General characteristics as sloop
- Class & type: 18-gun sloop of war
- Tons burthen: 385 66⁄94 (bm)
- Length: 96 ft 7 in (29.44 m) (overall); 77 ft 1+1⁄4 in (23.501 m) (keel);
- Beam: 30 ft 8 in (9.35 m)
- Depth of hold: 13 ft 4 in (4.06 m)
- Propulsion: Sails
- Sail plan: Full-rigged ship
- Complement: 120
- Armament: 18 × 6-pounder guns + 14 × 1⁄2-pounder swivels

General characteristics as fireship
- Class & type: Fireship
- Complement: 45
- Armament: 8 × 6-pounder guns + 8 × 1⁄2-pounder swivels

General characteristics as bomb vessel
- Class & type: Bomb vessel
- Complement: 70
- Armament: 1 × 13 in mortar + 1 × 10 in mortar; 8 × 6-pounder guns + 12 × 1⁄2-pounder swivels;

= HMS Racehorse (1757) =

Sloop of the Royal Navy

HMS Racehorse was an 18-gun ship-rigged (i.e. three-masted) sloop of the Royal Navy. Originally the French ship Marquis de Vaudreuil, she was captured by the Royal Navy in 1757 and refitted as a survey vessel for the 1773 Phipps expedition towards the North Pole. Renamed HMS Thunder in 1775, she was captured back by the French in 1778.
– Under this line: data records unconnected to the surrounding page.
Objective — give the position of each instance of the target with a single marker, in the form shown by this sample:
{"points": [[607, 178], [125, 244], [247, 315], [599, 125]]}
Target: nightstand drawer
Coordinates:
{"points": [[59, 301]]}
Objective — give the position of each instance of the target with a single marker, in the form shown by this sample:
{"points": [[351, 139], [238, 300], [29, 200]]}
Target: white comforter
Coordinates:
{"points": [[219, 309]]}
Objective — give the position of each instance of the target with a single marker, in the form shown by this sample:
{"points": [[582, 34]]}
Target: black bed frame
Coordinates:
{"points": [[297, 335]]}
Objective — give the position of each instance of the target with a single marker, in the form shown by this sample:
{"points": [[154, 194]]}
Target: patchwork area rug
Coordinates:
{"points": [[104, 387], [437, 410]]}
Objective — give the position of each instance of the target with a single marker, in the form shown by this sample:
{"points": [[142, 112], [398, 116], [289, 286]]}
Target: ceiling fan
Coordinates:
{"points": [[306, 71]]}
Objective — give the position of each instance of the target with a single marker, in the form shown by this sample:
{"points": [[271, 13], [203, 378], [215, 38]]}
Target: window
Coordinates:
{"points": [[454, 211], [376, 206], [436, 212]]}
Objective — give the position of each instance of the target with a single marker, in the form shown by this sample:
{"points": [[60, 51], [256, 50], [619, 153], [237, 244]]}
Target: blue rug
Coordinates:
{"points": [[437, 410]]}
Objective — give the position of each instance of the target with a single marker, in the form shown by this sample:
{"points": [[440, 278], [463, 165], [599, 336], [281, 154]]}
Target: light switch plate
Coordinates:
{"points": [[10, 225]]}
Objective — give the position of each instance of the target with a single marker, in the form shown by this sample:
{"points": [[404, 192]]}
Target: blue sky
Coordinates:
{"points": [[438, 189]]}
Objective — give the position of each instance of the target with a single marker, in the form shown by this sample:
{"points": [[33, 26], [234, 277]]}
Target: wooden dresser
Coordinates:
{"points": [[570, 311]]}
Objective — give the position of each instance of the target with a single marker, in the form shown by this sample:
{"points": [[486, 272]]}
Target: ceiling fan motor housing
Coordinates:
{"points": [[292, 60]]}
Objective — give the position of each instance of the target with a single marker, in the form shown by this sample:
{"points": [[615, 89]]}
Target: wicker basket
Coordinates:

== Early Royal Navy service, 1757 to 1763 ==
Racehorse was originally the 18-gun French privateer Marquis de Vaudreuil, purchased from the French during the Seven Years' War for the British Navy on 28 April 1757. As she was a three-masted vessel, she was described as a "frigate", but as she mounted just 18 guns, she was actually registered as a sloop.

In this role, she served her first commission (from June 1757 to 1758) under Commander Francis Burslem in home waters. She was reclassed and refitted as a fireship (re-armed with just eight 6-pounders), and then as a bomb vessel (with the addition of one 13-inch and one 10-inch mortars) and was recommissioned under Commander Francis Richards for service in North American waters. By 1760 she was re-armed as a "frigate" again, with 16 guns, under Commander James Harmood and later under Commander John Macartney until paid off in 1763.

== 1773 North Pole expedition ==

After a refit at Sheerness, Racehorse was recommissioned in 1771 under Commander St John Chinnery, until paid off in early 1773. She was then refitted for Arctic exploration, and was part of a voyage of exploration in 1773, commanded by Commander Constantine John Phipps, that unsuccessfully attempted to sail to the North Pole. A young Horatio Nelson served as a midshipman aboard the second ship of the small squadron, under captain Skeffington Lutwidge, second in command of the Phipps expedition.

The expedition left the Nore on 10 June and passed along the western coast of Svalbard and advanced to latitude 80°50'N before reaching impenetrable ice front. They came in sight of Sjuøyane off Svalbard's north coast and midshipman John Walden, along with two pilots, landed on the westernmost island on 5 August of the same year. The island was later known as Waldenøya, or Walden Island.

Other islands named after expedition members are Phippsøya and Nelsonøya of Sjuøyane. Additionally, Cummingøya is named after watchmaker Alexander Cumming, who made the pendulum used by Phipps' expedition. According to Gerard De Geer's 1913 Spitzbergen map, this is the island where Phipps tried to make a pendulum observation.

== Later Navy service as Thunder ==
Returning to Deptford from this voyage in October 1773, she was paid off until recommissioned in January 1775 under Commander James Orrok; she was again refitted as a bomb vessel and – now renamed Thunder and reclassed as bomb vessel on 24 October 1775 – passed under the command of Commander James Reid, sailing on 23 February 1776 for service in North America. Commander Anthony Molloy took over command from Reid in June 1776, and he was succeeded in April 1778 by Commander James Gambier.

The French 74-gun ships Hector and Vaillant, part of the squadron under the Comte d'Estaing, captured Thunder off Sandy Hook on 14 August 1778.